1964 CONCACAF Pre-Olympic Tournament

Tournament details
- Host country: Mexico
- Dates: 16–20 March
- Teams: 4 (from 1 confederation)
- Venue: 1 (in 1 host city)

Final positions
- Champions: Mexico (1st title)
- Runners-up: Suriname

Tournament statistics
- Matches played: 6
- Goals scored: 29 (4.83 per match)
- Top scorer(s): Carl Gentile Aarón Padilla (3 goals each)

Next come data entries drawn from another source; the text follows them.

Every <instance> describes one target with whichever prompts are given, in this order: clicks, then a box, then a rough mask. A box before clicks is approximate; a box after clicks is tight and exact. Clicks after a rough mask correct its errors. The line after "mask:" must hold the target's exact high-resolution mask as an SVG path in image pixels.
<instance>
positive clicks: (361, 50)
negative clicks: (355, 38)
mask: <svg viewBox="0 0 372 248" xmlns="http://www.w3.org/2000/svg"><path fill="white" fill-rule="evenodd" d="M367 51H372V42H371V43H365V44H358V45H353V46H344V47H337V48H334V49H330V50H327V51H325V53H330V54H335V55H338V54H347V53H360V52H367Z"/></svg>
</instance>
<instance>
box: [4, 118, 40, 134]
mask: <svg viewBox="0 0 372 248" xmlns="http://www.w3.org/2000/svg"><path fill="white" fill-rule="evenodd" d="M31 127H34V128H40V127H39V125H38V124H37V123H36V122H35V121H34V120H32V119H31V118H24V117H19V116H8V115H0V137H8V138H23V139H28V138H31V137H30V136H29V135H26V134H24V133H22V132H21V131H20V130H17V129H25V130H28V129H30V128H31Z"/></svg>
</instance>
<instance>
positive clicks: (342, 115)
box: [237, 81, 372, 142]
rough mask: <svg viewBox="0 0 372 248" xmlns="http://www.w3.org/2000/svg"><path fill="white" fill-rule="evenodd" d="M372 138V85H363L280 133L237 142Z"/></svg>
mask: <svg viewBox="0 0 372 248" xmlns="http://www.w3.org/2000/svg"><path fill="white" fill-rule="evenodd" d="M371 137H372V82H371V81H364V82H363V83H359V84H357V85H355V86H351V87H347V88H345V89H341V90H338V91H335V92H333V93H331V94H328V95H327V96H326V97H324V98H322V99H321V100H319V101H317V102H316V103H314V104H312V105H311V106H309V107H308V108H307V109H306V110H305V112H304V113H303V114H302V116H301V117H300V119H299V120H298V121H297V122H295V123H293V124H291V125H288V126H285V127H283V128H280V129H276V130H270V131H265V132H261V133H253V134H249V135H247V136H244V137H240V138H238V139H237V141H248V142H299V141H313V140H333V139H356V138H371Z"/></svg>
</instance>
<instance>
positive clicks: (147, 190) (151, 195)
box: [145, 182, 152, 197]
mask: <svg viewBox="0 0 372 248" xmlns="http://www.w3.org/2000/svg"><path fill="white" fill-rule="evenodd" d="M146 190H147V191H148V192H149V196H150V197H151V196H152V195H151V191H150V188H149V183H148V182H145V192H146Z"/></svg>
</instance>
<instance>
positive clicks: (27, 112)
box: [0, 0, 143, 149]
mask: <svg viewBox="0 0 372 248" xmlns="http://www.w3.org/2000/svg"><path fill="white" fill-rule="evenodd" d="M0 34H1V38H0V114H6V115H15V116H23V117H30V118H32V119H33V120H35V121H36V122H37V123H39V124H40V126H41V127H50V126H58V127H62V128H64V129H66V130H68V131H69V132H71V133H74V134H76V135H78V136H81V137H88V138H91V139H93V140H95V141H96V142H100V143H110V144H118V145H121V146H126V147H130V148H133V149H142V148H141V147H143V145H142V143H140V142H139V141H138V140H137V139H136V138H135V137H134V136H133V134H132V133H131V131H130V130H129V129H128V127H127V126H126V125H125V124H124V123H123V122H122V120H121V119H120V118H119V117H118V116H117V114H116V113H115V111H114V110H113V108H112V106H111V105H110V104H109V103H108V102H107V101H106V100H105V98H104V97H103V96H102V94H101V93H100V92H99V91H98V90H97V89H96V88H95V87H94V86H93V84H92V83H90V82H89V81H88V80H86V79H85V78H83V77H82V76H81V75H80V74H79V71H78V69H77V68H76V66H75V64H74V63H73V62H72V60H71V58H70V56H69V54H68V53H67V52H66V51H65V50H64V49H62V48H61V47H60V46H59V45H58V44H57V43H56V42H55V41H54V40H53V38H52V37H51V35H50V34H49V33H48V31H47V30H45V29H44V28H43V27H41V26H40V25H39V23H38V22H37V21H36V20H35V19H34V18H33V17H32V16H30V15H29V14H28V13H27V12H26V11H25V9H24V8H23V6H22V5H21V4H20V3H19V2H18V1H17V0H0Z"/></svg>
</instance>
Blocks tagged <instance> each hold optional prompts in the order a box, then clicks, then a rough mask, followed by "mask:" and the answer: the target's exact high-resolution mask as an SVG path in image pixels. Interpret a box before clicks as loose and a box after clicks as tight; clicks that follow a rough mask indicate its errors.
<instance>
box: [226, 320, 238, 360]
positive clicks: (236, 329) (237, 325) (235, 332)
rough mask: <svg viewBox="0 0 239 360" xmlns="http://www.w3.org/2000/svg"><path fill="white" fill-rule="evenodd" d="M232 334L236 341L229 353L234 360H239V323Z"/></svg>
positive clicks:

= 1964 CONCACAF Pre-Olympic Tournament =

North American football tournament

The 1964 CONCACAF Pre-Olympic Tournament was the first edition of the CONCACAF Pre-Olympic Tournament, the quadrennial, international football tournament organised by CONCACAF to determine which national teams from the North, Central America and Caribbean region qualify for the Olympic football tournament. It was held in Mexico, from 16 and 20 March 1964.

Host nation, Mexico, won the tournament and qualified for the 1964 Summer Olympics as the sole representative of CONCACAF.

==Qualification==

===Qualified teams===
The following teams qualified for the final tournament.

| Zone | Country | Method of qualification | Appearance^{1} | Last appearance | Previous best performance | Previous Olympic appearances (last) |
| North America | Mexico (hosts) | Automatic | 1st | 0 (debut) | Debutant | 2 (1948) |
| United States | Automatic | 1st | 0 (debut) | Debutant | 7 (1956) |
| Central America | Panama | Automatic | 1st | 0 (debut) | Debutant | 0 |
| Caribbean | Suriname | Preliminary round winners | 1st | 0 (debut) | Debutant | 0 |

^{1} Only final tournament.

==Venue==
Mexico City hosted the tournament.

| Mexico City | Mexico City |
Estadio Olímpico Universitario
Capacity: 72,000

==Final round==

Dutch Guiana 1-0 USA
  Dutch Guiana: Kluivert 17'

MEX 5-1 PAN
  MEX: Ayala 9', 42', Escalante 37', 51', Padilla 57'
  PAN: Tapia 53'
----

USA 4-2 PAN
  USA: Schweinert 48', Wostl 59', Gentile 67', 83'
  PAN: Díaz, Sanchez 58'

MEX 6-0 Dutch Guiana
  MEX: Padilla 47', 50', Vázquez 52', Fragoso 66', 70', González 76'
----

PAN 1-6 Dutch Guiana
  PAN: De Garcia 35'
  Dutch Guiana: Kluivert 16', Waterval 20', Reumel 38', 77', Haltman 48', 82'

MEX 2-1 USA
  MEX: Vázquez 3', Padilla 62'
  USA: Gentile 54'

| Pos | Team | Pld | W | D | L | GF | GA | GD | Pts | Qualification |
| 1 | Mexico (H, C) | 3 | 3 | 0 | 0 | 13 | 2 | +11 | 6 | Qualification for 1964 Summer Olympics |
| 2 | Suriname | 3 | 2 | 0 | 1 | 7 | 7 | 0 | 4 |  |
| 3 | United States | 3 | 1 | 0 | 2 | 5 | 5 | 0 | 2 |
| 4 | Panama | 3 | 0 | 0 | 3 | 4 | 15 | −11 | 0 |

==Qualified team for Summer Olympics==
The following team from CONCACAF qualified for the 1964 Summer Olympics.

| Team | Qualified on | Previous appearances in Summer Olympics^{2} |
|---|---|---|
| Mexico | 20 March 1964 | 2 (1928, 1948) |

^{2} Bold indicates champions for that year. Italic indicates hosts for that year.